Compte tenu des éléments versés au débat, et sans qu’il soit opportun de désigner un expert -alors même qu’il appartient au propriétaire de fournir les éléments d’appréciation-, la cour est en mesure d’évaluer la péniche à une somme de 500.000 €, si bien que compte tenu de la vente intervenue, B sera condamnée à payer à M. et Mme D E la somme de 250.000 €.
Soit au total 315.600 €
2. S’agissant des Consorts C – Y, il est demandé :
* – 80.000 € au titre de la perte de leurs objets.
Ils ont été indemnisés à hauteur de 63.000 € par M. et Mme D E et par la MAIF.
Ils invoquent un préjudice de 93.120 € qu’ils ne peuvent établir en raison du naufrage même de la péniche.
Eu égard à la disparition de leurs moyens de preuve et de la vraisemblance de cette appréciation, il convient d’évaluer leur préjudice résiduel à la somme de 30.120 €.
* – 26 500 € au titre de la perte de jouissance des lieux. Ils seront déboutés de cette demande dont ils ne justifient pas.
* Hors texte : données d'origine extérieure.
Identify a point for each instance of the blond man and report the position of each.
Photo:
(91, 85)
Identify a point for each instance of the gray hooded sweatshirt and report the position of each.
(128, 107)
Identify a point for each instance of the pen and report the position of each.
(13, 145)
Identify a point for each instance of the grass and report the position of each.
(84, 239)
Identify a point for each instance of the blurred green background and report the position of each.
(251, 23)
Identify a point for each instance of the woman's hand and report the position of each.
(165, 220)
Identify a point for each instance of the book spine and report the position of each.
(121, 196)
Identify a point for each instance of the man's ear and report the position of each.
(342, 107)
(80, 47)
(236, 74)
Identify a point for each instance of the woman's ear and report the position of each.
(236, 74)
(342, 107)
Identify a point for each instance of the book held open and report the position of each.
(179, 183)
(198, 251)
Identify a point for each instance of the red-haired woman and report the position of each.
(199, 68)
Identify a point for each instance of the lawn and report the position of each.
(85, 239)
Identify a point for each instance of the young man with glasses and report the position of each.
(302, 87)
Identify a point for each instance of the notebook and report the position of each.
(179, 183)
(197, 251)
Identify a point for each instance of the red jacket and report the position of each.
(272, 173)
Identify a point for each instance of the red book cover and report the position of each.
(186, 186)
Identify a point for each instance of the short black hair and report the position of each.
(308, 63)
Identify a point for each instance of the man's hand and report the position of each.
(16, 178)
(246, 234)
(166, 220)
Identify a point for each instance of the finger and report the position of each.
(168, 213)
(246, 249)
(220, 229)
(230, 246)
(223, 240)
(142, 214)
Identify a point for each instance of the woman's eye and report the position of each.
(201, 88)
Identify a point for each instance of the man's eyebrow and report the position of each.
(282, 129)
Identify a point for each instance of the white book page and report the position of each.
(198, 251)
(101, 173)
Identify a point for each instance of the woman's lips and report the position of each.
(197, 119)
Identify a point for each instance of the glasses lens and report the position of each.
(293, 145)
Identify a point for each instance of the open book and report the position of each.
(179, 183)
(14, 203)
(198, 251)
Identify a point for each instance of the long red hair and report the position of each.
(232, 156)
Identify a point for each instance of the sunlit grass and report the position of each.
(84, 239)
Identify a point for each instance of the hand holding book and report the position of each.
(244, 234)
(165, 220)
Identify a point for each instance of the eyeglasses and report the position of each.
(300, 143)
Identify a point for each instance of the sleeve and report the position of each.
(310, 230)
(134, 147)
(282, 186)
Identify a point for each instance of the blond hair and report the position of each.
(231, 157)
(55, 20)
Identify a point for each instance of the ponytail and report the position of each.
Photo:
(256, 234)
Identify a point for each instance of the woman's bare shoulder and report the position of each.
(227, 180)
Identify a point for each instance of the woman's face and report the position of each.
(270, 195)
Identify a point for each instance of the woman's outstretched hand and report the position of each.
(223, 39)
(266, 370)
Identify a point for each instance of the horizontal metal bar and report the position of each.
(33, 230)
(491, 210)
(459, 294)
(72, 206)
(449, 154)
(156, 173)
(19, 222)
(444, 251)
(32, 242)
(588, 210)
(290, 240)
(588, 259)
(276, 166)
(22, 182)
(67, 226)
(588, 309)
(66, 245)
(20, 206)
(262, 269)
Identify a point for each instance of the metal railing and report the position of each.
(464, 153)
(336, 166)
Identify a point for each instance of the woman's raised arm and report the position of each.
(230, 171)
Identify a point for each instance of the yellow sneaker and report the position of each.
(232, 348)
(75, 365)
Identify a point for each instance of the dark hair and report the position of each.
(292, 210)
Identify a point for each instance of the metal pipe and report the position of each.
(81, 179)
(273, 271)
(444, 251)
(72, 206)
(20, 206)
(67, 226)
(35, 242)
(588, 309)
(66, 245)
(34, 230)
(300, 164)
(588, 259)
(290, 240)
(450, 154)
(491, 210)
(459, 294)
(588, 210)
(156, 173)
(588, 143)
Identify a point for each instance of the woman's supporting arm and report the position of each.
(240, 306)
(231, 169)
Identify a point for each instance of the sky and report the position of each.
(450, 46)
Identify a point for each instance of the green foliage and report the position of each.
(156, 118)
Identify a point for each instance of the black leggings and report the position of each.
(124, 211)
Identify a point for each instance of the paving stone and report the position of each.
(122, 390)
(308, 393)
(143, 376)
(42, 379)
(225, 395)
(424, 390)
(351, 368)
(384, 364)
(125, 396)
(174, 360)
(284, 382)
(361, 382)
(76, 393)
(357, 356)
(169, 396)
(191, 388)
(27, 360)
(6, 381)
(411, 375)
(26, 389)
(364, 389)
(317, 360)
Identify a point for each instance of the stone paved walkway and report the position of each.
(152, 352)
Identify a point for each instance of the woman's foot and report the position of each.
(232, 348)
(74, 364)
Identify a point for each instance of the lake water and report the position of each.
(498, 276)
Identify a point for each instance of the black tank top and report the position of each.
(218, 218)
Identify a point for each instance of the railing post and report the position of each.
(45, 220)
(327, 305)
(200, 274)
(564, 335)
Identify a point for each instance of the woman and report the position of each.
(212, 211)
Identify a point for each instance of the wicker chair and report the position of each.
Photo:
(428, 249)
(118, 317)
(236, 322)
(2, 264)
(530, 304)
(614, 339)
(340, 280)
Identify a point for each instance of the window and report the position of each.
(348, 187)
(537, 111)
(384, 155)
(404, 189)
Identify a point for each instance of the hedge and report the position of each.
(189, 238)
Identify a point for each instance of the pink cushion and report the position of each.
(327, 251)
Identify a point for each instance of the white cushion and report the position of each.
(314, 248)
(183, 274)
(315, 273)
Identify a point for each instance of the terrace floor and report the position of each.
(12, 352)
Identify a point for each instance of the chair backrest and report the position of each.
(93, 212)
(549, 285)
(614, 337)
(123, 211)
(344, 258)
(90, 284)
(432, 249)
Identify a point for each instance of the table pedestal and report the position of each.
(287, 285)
Ils n’ont plus versé de loyer depuis le sinistre.
— Sur les autres demandes
La compagnie B n’a pas maintenu sa demande en remboursement de la somme de 42.200 €. Il lui en sera donné acte.
Il est inéquitable de laisser à la charge de M. et Mme D E et des Consorts C – Y les frais non compris dans les dépens de l’instance. Il leur sera alloué la somme totale de 8.000 € au titre des frais d’appel.
PAR CES MOTIFS
LA COUR, statuant en audience publique, par décision contradictoire et en dernier ressort,
Infirme le jugement rendu par le tribunal de grande instance de Nanterre le 15 juin 2012 en toutes ses dispositions,
Et, statuant à nouveau,
Dit les demandes des appelants recevables,
Dit que les conditions générales de la police d’assurance sont opposables aux époux D E,
Constate que la société B ne demande plus le remboursement des frais de renflouement et lui en donne acte,
Dit que la société B doit garantie à ses assurés,
Condamne la SA B K CORPORATE & SPECIALTY FRANCE à payer à ses assurés :
* la somme de 315.600 €
* la somme de 30.120 €
Déboute les parties du surplus de leurs prétentions,
Y ajoutant,
Condamne la SA B K CORPORATE & SPECIALTY FRANCE à payer à M. et Mme D E et aux Consorts C – Y la somme totale de 8.000 € par application de l’article 700 du code de procédure civile au titre des frais d’appel,
Condamne la SA B K CORPORATE & SPECIALTY FRANCE aux entiers dépens de première instance et d’appel et autorise leur recouvrement dans les conditions prévues par les dispositions de l’article 699 du code de procédure civile.
— prononcé publiquement par mise à disposition de l’arrêt au greffe de la cour, les parties en ayant été préalablement avisées dans les conditions prévues au deuxième alinéa de l’article 450 du code de procédure civile.
— signé par Madame Véronique BOISSELET, Président et par Madame Lise BESSON, Greffier, auquel la minute de la décision a été remise par le magistrat signataire.